田中正造研究解散相次ぐ 高齢化や後継者不足 「不屈」継承願いつつ...半世紀の活動に幕

最後のシンポジウムに向けて話し合う渡良瀬川研究会の幹事ら=11月中旬、群馬県館林市内

 足尾鉱毒事件の解決に奔走した栃木県佐野市出身の田中正造(たなかしょうぞう)を後世に伝えようと活動してきた市民団体が、年内に相次いで解散する。群馬県館林市を中心に活動し、正造研究をけん引してきた「渡良瀬川研究会」(代表・菅井益郎(すがいますろう)国学院大名誉教授)は12月3日、最後のシンポジウムを開き、半世紀の歴史に幕を下ろす。活動の中心を担う幹事らの高齢化、後継者不足などが理由。菅井代表(76)は「新しい世代の成長に期待したい」と、正造研究のともしびが消えないことを願っている。

 同研究会は1973年、正造の活動や鉱毒事件を研究し、後世に継承しようと発足した。シンポジウムの開催や、正造ゆかりの地を訪ねるフィールドワーク、正造研究の論文をまとめた機関誌の発行などに力を注いできた。
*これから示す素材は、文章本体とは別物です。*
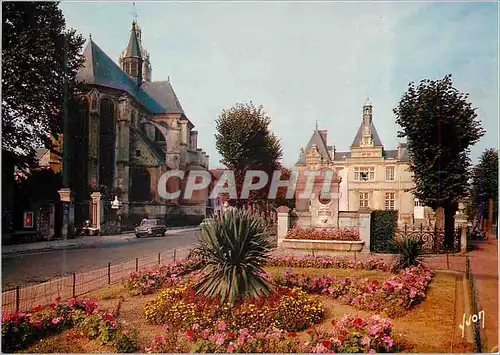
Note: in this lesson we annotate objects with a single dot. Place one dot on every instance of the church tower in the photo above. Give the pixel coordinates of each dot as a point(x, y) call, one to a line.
point(366, 135)
point(135, 60)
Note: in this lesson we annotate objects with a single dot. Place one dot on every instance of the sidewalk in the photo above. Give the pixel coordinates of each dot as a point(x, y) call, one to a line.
point(82, 242)
point(484, 267)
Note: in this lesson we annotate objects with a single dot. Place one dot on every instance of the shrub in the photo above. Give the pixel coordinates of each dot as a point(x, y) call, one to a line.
point(342, 233)
point(383, 224)
point(298, 311)
point(233, 250)
point(408, 252)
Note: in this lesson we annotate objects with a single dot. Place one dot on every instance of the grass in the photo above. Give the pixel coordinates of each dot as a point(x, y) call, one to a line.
point(427, 328)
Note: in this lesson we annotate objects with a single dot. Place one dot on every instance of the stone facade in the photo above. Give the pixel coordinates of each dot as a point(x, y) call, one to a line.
point(371, 176)
point(129, 131)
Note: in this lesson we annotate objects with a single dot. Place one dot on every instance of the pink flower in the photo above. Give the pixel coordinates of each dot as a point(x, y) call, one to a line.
point(219, 339)
point(205, 334)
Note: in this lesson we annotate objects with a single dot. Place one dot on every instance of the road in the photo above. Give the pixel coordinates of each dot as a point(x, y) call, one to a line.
point(39, 266)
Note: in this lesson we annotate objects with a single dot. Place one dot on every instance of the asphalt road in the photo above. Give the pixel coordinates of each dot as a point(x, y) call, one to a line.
point(40, 266)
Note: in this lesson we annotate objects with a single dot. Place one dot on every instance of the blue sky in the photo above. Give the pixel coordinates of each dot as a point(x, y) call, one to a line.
point(306, 61)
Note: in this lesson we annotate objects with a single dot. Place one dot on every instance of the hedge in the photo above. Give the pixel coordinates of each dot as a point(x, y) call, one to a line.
point(382, 227)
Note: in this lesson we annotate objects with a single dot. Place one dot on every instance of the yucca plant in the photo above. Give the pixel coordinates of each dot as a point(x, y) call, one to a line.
point(234, 249)
point(408, 252)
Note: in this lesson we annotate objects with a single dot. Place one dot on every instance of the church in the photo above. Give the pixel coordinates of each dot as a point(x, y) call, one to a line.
point(129, 130)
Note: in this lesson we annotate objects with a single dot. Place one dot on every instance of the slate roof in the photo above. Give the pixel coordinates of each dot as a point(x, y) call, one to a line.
point(317, 138)
point(99, 69)
point(164, 94)
point(376, 139)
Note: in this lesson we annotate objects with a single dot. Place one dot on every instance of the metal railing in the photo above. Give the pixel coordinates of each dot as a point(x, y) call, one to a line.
point(475, 306)
point(25, 298)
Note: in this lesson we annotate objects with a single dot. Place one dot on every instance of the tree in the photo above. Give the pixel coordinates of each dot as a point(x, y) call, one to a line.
point(40, 59)
point(245, 142)
point(484, 185)
point(440, 126)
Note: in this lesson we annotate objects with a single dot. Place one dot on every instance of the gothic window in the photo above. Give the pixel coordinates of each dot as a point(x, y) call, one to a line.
point(159, 136)
point(389, 173)
point(364, 199)
point(389, 200)
point(364, 173)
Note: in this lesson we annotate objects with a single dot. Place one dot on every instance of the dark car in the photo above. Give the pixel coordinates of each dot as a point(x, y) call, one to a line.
point(150, 228)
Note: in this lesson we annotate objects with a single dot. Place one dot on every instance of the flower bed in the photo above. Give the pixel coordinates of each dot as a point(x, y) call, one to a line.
point(351, 335)
point(341, 233)
point(21, 329)
point(289, 309)
point(327, 262)
point(394, 296)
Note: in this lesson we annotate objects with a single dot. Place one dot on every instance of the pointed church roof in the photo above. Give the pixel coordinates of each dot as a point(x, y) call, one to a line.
point(317, 138)
point(133, 48)
point(376, 139)
point(99, 69)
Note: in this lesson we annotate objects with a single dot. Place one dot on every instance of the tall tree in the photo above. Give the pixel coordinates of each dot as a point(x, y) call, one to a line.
point(245, 142)
point(40, 59)
point(440, 126)
point(484, 185)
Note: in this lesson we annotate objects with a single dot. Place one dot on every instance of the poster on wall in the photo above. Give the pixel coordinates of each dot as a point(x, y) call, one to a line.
point(28, 220)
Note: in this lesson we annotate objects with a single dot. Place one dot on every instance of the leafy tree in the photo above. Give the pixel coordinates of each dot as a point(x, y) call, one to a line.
point(440, 126)
point(233, 250)
point(484, 185)
point(245, 142)
point(40, 58)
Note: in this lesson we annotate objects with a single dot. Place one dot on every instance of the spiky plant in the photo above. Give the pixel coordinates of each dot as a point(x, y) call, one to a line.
point(234, 249)
point(408, 252)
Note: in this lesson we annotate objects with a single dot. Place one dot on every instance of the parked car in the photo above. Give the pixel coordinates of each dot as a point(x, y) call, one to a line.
point(150, 228)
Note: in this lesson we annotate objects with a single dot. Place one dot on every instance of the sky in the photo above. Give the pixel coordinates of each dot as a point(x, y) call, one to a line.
point(307, 62)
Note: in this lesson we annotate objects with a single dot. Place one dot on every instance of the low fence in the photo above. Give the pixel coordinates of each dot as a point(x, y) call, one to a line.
point(75, 285)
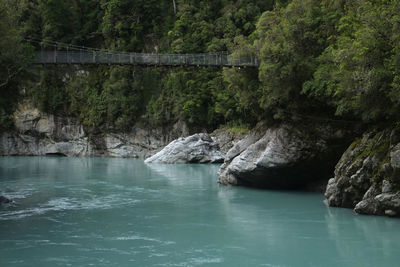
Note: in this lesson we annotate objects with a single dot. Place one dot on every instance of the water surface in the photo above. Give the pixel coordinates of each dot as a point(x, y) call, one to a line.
point(122, 212)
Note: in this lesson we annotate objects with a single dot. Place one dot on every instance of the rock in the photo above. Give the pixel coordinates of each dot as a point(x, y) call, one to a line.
point(226, 139)
point(4, 200)
point(282, 157)
point(367, 177)
point(198, 148)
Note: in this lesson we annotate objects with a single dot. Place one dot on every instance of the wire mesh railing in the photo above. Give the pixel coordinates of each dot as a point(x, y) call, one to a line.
point(120, 58)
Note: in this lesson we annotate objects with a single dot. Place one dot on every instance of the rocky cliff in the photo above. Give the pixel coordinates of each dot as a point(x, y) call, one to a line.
point(39, 134)
point(367, 177)
point(284, 157)
point(198, 148)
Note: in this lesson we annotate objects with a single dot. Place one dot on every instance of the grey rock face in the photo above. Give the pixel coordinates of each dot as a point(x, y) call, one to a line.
point(281, 157)
point(4, 200)
point(367, 177)
point(40, 134)
point(198, 148)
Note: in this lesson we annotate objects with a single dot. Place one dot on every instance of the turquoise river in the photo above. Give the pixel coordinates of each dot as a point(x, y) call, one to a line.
point(122, 212)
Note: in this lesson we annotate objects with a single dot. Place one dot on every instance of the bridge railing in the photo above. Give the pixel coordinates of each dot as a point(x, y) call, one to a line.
point(117, 58)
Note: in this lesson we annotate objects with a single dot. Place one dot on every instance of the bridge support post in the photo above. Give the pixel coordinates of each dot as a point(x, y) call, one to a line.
point(55, 54)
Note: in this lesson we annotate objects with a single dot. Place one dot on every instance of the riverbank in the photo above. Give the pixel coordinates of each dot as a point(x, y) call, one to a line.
point(365, 177)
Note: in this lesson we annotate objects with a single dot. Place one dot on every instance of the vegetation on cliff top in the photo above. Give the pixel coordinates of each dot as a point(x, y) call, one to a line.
point(318, 58)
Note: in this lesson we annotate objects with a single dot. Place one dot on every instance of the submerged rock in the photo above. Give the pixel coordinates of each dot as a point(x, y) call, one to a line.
point(198, 148)
point(367, 177)
point(4, 200)
point(283, 157)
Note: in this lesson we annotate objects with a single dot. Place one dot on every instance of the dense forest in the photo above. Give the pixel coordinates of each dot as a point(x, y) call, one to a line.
point(333, 59)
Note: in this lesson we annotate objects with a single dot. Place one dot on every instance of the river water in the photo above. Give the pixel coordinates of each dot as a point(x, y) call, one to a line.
point(122, 212)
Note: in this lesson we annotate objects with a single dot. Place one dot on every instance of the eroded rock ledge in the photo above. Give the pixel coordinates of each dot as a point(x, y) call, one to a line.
point(39, 134)
point(367, 177)
point(198, 148)
point(284, 157)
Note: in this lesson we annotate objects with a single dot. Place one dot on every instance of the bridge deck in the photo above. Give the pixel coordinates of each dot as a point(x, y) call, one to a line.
point(115, 58)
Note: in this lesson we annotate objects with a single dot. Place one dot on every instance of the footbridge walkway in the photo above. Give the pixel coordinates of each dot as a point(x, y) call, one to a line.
point(99, 57)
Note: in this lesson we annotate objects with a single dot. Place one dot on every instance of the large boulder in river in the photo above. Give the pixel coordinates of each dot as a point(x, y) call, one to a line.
point(284, 157)
point(367, 177)
point(198, 148)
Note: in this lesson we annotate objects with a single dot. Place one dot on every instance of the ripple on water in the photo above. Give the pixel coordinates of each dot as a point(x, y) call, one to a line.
point(65, 203)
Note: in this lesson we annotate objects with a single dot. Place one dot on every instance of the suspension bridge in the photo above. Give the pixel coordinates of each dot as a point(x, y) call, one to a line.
point(59, 53)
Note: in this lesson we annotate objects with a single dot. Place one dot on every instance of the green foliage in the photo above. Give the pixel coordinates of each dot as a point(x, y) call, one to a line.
point(14, 58)
point(330, 57)
point(290, 40)
point(358, 73)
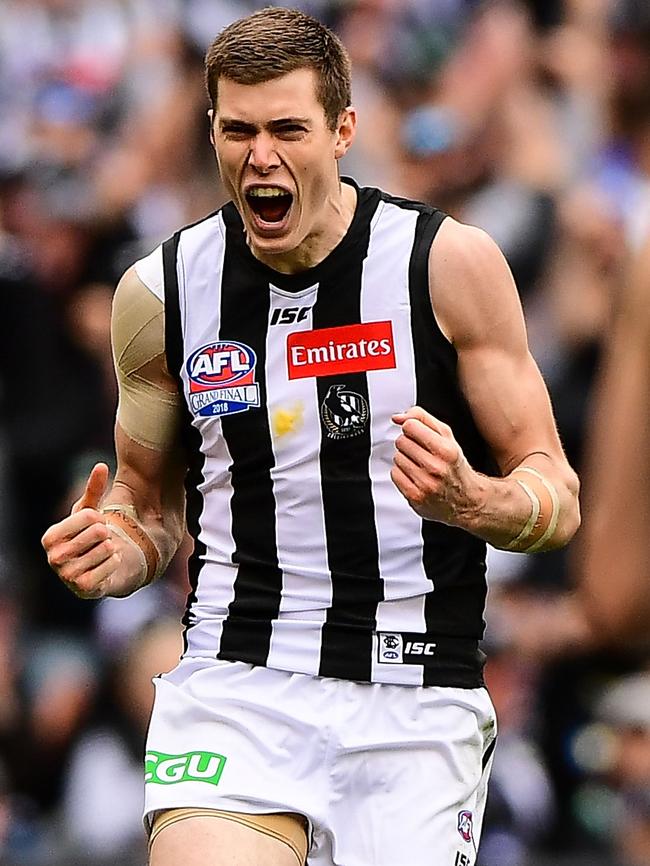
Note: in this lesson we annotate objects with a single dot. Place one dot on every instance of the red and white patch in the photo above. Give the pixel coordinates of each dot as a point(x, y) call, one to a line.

 会員は現在も全国各地に約200人いるが、幹事ら計7人は大半が70代。別の正造関連団体と役職を兼任するメンバーもいて、負担は小さくなかった。「続けてほしいという声もあったが、活動を継ぐ若い世代はいなかった」と菅井代表。館林市文化会館で開く最後のシンポジウムでは、これまでの活動を振り返るとともに、今の時代に通じる正造の思想や行動を同研究会の赤上剛(あかがみたけし)顧問(81)らが講演する予定だ。

 一方、86年に発足した佐野市の市民団体「田中正造大学」もまた、11月27日に開く最終講座をもって閉学する。大学教授などを講師に迎えて正造の思想や環境問題を取り上げる講座を定期的に開催してきたが、70代の事務局メンバー3人で活動を続けるのが難しくなった。

 最終講座は同市中央公民館で、長崎大環境科学部の友澤悠季(ともざわゆうき)准教授が「先食された未来を生きる-現代日本の公害地図-」と題して講演する。坂原辰男(さかはらたつお)事務局長(70)は「最後なので、ぜひ若い世代にも興味をもってもらいたい」と呼びかけている。

 シンポジウム、最終講座とも予約不要。いずれも資料代などとして千円が必要。